I have an old (30 years) 4000 watt 8hp generator. It worked fine until it got rained on while running. I opened it up and it seems very simple inside. There is continuity between both hot wires and ground. Brushes are fine. Only 1 little electronic thing in there. Any idea what might be the problem. Not getting any voltage at either of the hot wires and ground (tested before the circuit breakers with engine running). Thanks


----------



## tabora (Sep 6, 2018)

That "little electronic thing" is likely the "BOARD, Circuit - Bridge Rectifier #66850 " and they don't like getting wet. And also appear to be No Longer Available. Here's a link to a likely substitute: https://www.partsfortechs.com/asapcart/index.php?main_page=product_info&products_id=857* See the notes on the linked page...*


----------



## Melson (Dec 8, 2019)

No, @iowagold, that is not a common problem. But it does happen. Generac might feel compelled to explain it for the sake of unenlightened small generator owners. Owners who might do more damage than good and then blame the manufacturer. Or maybe Generac spec's highly stressed components that run at their limits? 

Unlike typical small generator problems caused by ignorance (what we called 'user abuse'), for example, the ubiquitous carburetor clog / stale gas / improper storage technique, yada yada,

... (before you jump in with the old 'use a gasoline additive' suggestion please do a deep dive investigation on that sorry topic- it's complex and, on some forums, at least, not fully understood)... 

the loss of residual magnetism is more typically caused by electrical / electronic malfunction, and /or environmental issues.

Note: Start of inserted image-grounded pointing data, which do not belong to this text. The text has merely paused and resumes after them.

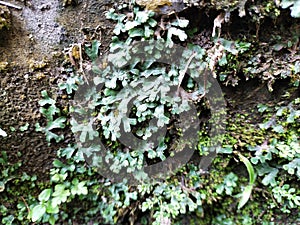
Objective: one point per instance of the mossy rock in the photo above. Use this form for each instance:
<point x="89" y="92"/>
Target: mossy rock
<point x="4" y="17"/>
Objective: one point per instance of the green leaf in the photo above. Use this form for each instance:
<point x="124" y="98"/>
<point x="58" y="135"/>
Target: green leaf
<point x="142" y="16"/>
<point x="37" y="212"/>
<point x="46" y="99"/>
<point x="58" y="123"/>
<point x="249" y="167"/>
<point x="25" y="127"/>
<point x="245" y="196"/>
<point x="45" y="195"/>
<point x="136" y="32"/>
<point x="93" y="51"/>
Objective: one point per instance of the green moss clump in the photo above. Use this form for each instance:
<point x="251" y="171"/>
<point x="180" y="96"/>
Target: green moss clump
<point x="4" y="17"/>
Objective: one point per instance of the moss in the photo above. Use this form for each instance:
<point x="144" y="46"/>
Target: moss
<point x="4" y="17"/>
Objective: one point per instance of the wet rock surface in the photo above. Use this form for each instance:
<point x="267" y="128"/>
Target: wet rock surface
<point x="31" y="52"/>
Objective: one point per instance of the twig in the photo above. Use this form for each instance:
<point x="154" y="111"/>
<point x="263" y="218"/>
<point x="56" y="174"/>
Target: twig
<point x="10" y="5"/>
<point x="28" y="209"/>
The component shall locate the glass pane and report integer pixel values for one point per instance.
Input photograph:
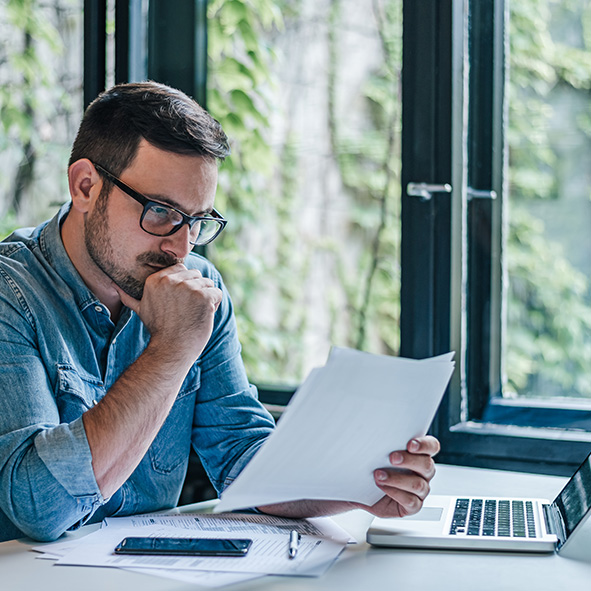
(309, 93)
(40, 106)
(548, 336)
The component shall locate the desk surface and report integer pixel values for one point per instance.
(360, 566)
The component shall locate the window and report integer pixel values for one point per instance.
(519, 301)
(40, 106)
(310, 97)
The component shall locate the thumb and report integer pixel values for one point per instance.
(127, 300)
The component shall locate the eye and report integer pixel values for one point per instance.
(159, 211)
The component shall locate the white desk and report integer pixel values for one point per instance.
(360, 567)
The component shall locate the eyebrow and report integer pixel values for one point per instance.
(175, 204)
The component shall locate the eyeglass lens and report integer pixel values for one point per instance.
(161, 221)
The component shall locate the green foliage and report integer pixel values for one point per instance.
(548, 349)
(30, 98)
(240, 96)
(239, 79)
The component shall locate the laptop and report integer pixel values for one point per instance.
(492, 523)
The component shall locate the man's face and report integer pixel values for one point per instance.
(113, 237)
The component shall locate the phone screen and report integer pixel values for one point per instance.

In this case the OP allowed water contact while the electrical components were energized. As tabora says, electricity and water don't play well together.


----------



## Mark123 (Feb 20, 2020)

Is there any testing I can do with my multimeter, at brushes or rectifier terminals etc...how do these old generators work? Why is there a rectifier involved, aren't they needed to make DC current. Thanks


----------



## Mark123 (Feb 20, 2020)

I tried flashing it by turning an electric drill backwards with a cordless drill, no help. Then I tried suppling 12 volts to brushes while running and output was only around 4 volts. Does this mean it is toast.


----------



## HarryN (Jun 2, 2018)

If the engine will still run acceptably, you could take the generator head off and power an alternator to make DC.

Use the DC to charge a battery and run an inverter.


----------